Recently I had a pleasant dinner with a long-time friend.  As we sat, we looked through an exhibit catalog of student work, the work being paintings in the Chinese manner.

There were two styles — the spontaneous, which was largely black and white or with sometimes minimal added color, and the elaborate, which often utilized very striking and brilliant colors.  We discussed which were good, which were not so good, and why.

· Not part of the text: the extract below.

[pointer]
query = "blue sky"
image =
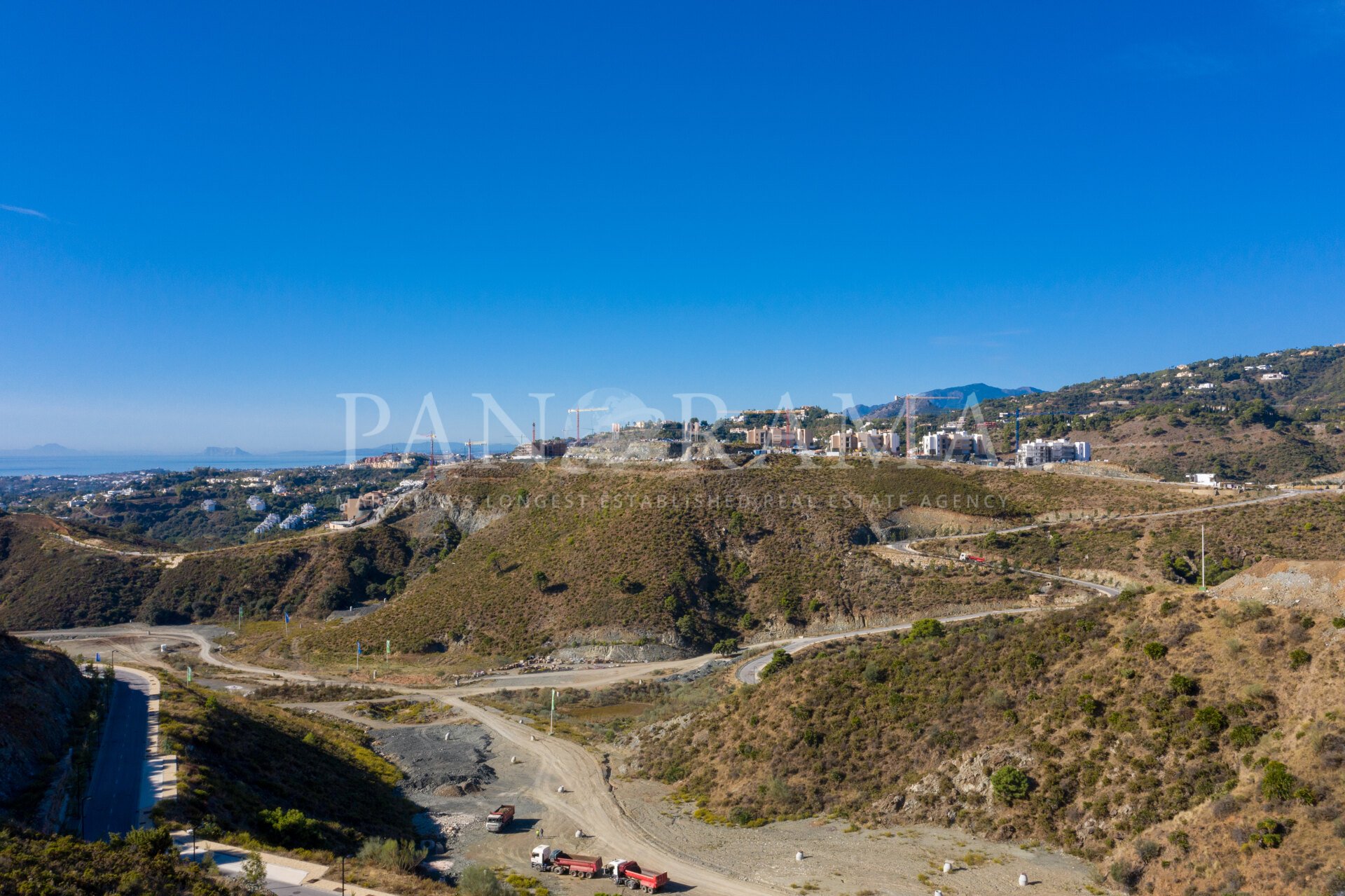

It was obvious that we had to use different criteria for the different styles.  In the spontaneous style, one looks for strength and fluidity and movement in brush strokes.  But in the elaborate style, one must be more careful, because the eye is automatically drawn by the bright colors, and line becomes more formal.  A slight error, and the painting degenerates into stiffness and garishness.  In such paintings, one not only looks for the absence of flatness in color, but one also looks for “life” in the eye of a parrot, in the turn of head and lift of leg of a rooster.

In a way, the two styles of painting are somewhat like Western poetry compared to hokku.  Just as in the elaborate style the eye can be misled by the brilliance of color, in poetry one can be led astray by clever phrasing and the flash of unusual wording.  But one must look beyond and through these, at the “eye” of the poem, to see if it contains the glint of life, or if its elements are merely assembled and stuck on, like cut-out photos pasted into a collage.

In hokku, however, we are looking at the bare bones, like the rocks of a stony mountain, or the rush of a mountain rivulet.  It is all in the elements and in the movement, all in the immediate experience, and if a hokku fails in that, it fails as miserably as a painting with crudity and awkwardness of line.